O caso Ford no RS: a verdade está sendo resgatada
Arte: Pedro Alice
Arte: Pedro Alice
Já se passaram dez anos dessa ocorrência, que acabou por deflagrar uma contenda judicial na qual o governo (Olívio Dutra), na defesa do interesse público, exigiu que a montadora cumprisse a sua parte no vantajoso acordo realizado no governo anterior (Antônio Britto). Há pouco tempo, a Justiça prolatou sentença, ainda sujeita a recurso, na qual condenou a Ford a ressarcir o Estado por valores recebidos antecipadamente.
Queremos tratar agora de outro aspecto envolvendo o mesmo tema. Trata-se da situação dessa corporação na época em que negociou com o governo do RS o contrato que depois não cumpriu. A Ford era uma empresa decadente no Brasil desde a metade dos anos 1980, quando chegou a responder por 17,88% (1986) dos veículos produzidos nesse ano, desempenho que se manteve cadente até 2001, quando atingiu modestos 6,51%. Se considerarmos apenas a produção de automóveis, sua participação caiu de 17,02% para 5,17% no mesmo período.

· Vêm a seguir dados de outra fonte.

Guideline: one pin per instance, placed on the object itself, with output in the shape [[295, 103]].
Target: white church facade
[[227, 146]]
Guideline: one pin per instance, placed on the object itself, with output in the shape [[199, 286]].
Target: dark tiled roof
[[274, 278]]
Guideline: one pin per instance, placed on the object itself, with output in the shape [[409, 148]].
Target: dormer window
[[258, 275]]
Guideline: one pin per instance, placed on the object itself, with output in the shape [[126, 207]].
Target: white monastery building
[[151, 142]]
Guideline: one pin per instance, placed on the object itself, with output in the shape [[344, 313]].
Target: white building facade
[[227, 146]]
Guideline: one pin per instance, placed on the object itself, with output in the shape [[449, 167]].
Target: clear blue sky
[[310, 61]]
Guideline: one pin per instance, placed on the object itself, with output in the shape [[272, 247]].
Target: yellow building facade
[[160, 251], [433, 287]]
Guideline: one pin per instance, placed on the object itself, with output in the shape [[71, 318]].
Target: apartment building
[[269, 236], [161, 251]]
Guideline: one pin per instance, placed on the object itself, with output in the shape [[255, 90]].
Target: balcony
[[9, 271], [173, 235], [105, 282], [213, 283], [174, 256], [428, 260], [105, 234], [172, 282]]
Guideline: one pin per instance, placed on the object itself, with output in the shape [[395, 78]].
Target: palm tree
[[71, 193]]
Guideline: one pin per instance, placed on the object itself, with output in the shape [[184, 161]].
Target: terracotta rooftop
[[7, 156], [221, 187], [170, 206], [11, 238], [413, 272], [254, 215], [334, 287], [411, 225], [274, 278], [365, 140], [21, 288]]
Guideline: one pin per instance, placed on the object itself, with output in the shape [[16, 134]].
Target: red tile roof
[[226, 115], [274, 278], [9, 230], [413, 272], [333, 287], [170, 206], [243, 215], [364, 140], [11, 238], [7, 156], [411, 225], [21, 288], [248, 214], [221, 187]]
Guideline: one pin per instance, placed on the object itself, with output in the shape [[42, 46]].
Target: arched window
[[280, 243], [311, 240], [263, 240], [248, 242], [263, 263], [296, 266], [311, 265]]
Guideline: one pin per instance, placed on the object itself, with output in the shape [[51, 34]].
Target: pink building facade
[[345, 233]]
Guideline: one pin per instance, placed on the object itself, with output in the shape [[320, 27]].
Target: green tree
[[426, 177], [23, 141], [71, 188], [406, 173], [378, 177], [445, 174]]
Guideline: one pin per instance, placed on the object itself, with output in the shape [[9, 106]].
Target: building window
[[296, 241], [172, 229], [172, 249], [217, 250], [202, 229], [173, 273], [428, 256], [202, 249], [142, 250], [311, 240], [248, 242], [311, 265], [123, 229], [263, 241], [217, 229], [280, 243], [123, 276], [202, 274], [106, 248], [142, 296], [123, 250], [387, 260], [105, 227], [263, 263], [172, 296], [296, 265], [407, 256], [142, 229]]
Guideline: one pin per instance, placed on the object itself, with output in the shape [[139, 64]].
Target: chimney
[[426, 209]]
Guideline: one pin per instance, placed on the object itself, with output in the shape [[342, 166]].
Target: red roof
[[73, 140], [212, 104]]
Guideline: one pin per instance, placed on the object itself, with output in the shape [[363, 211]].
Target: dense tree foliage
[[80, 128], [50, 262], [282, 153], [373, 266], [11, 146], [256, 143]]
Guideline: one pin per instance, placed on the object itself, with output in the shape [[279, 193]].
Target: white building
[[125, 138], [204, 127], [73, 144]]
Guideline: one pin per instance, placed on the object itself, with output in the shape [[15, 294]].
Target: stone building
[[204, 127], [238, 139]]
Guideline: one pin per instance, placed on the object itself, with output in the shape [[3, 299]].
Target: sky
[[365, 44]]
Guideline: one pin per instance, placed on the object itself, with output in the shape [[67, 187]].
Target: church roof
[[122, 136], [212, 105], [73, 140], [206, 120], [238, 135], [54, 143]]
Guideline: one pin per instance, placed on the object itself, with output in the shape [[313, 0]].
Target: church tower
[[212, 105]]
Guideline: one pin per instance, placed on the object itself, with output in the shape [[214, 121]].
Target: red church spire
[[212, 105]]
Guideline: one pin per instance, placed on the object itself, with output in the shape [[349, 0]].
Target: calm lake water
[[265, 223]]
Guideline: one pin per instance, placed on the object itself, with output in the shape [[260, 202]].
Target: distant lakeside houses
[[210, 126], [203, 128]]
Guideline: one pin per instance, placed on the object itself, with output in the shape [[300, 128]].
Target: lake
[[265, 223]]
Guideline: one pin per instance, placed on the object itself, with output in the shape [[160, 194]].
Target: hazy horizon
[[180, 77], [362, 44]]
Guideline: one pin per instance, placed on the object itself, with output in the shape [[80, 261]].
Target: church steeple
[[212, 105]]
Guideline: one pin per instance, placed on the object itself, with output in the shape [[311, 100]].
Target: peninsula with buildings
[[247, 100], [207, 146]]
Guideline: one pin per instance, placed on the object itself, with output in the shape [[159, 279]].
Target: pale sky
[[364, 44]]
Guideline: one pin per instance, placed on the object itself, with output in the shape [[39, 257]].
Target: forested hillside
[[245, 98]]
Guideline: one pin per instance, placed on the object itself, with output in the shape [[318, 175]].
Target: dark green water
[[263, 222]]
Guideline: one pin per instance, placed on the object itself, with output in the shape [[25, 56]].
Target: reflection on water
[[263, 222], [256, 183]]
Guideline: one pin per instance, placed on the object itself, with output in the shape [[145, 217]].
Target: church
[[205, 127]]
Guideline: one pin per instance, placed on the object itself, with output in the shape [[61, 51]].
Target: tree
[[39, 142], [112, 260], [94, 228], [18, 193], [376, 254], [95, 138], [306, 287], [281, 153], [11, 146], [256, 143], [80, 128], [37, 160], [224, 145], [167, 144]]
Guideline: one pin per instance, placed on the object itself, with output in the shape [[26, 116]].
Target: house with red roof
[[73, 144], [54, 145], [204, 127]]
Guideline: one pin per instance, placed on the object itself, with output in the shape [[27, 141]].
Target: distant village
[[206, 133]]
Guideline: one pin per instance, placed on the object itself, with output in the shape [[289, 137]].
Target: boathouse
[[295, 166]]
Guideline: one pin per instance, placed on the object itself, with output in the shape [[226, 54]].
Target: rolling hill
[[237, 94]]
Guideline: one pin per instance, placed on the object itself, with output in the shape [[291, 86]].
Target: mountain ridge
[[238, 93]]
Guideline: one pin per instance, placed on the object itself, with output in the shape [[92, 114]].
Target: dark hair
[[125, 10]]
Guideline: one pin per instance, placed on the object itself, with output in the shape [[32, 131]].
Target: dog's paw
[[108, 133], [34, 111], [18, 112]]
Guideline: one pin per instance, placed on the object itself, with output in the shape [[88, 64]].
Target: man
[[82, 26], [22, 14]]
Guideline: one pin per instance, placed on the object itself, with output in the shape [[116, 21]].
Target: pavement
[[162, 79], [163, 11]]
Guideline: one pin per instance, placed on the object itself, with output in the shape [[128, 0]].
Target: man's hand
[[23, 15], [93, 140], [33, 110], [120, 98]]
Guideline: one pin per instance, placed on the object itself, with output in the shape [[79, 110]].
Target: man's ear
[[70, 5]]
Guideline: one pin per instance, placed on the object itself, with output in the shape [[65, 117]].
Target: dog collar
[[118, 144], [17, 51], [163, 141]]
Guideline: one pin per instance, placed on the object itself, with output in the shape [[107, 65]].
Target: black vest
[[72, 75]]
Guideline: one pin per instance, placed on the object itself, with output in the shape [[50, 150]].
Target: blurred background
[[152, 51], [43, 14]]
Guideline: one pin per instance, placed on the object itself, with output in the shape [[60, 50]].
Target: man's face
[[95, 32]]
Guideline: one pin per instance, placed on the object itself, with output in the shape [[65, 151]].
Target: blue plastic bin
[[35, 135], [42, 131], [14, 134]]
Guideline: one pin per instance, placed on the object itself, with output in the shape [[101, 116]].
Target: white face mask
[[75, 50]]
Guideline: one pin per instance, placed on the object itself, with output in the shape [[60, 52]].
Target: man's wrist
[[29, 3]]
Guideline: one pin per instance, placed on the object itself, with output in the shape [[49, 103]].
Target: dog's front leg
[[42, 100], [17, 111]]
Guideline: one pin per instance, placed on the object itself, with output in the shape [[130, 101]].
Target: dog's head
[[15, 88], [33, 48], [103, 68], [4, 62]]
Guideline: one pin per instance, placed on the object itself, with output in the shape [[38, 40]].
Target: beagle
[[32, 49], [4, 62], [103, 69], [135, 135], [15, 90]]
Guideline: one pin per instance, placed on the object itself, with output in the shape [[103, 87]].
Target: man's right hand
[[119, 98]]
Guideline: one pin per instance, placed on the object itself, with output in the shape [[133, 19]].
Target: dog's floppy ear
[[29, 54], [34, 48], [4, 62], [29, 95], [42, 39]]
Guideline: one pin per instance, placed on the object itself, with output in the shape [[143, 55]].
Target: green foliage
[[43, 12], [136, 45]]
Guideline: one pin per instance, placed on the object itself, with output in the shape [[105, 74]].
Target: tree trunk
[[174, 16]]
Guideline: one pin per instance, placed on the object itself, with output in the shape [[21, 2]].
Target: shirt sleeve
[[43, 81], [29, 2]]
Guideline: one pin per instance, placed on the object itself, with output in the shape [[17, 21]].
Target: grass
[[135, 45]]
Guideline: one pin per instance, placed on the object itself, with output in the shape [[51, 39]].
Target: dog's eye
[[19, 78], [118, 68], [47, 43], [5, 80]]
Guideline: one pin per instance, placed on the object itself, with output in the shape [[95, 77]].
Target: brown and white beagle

Na verdade, a Ford mundial enfrentava grandes dificuldades. Segundo Bill Ford (Valor, 8-4-02, p. B2), apenas a subsidiária europeia havia superado os prejuízos, obtendo modestos lucros em 1992. O restante da corporação amargava perdas de mercado, prejuízos bilionários em dólares e queda na confiança. Portanto, tratava-se de uma empresa “doente”. Para comprovar, basta ver o teor de alguma das manchetes do The Wall Street Journal Americas da época: “Na derrocada da Ford, uma série de erros estratégicos difíceis de corrigir” ou “Ford deixa Wall Street cética”.
A solução formulada pelo board da Ford teria que vir da América Latina. No caso do Brasil, foi projetada uma planta com escala de 100 mil veículos/ano. Com esse projeto, a Ford aproveitou o leilão proporcionado pela guerra fiscal e o generoso esquema de concessões resultante e bateu o martelo.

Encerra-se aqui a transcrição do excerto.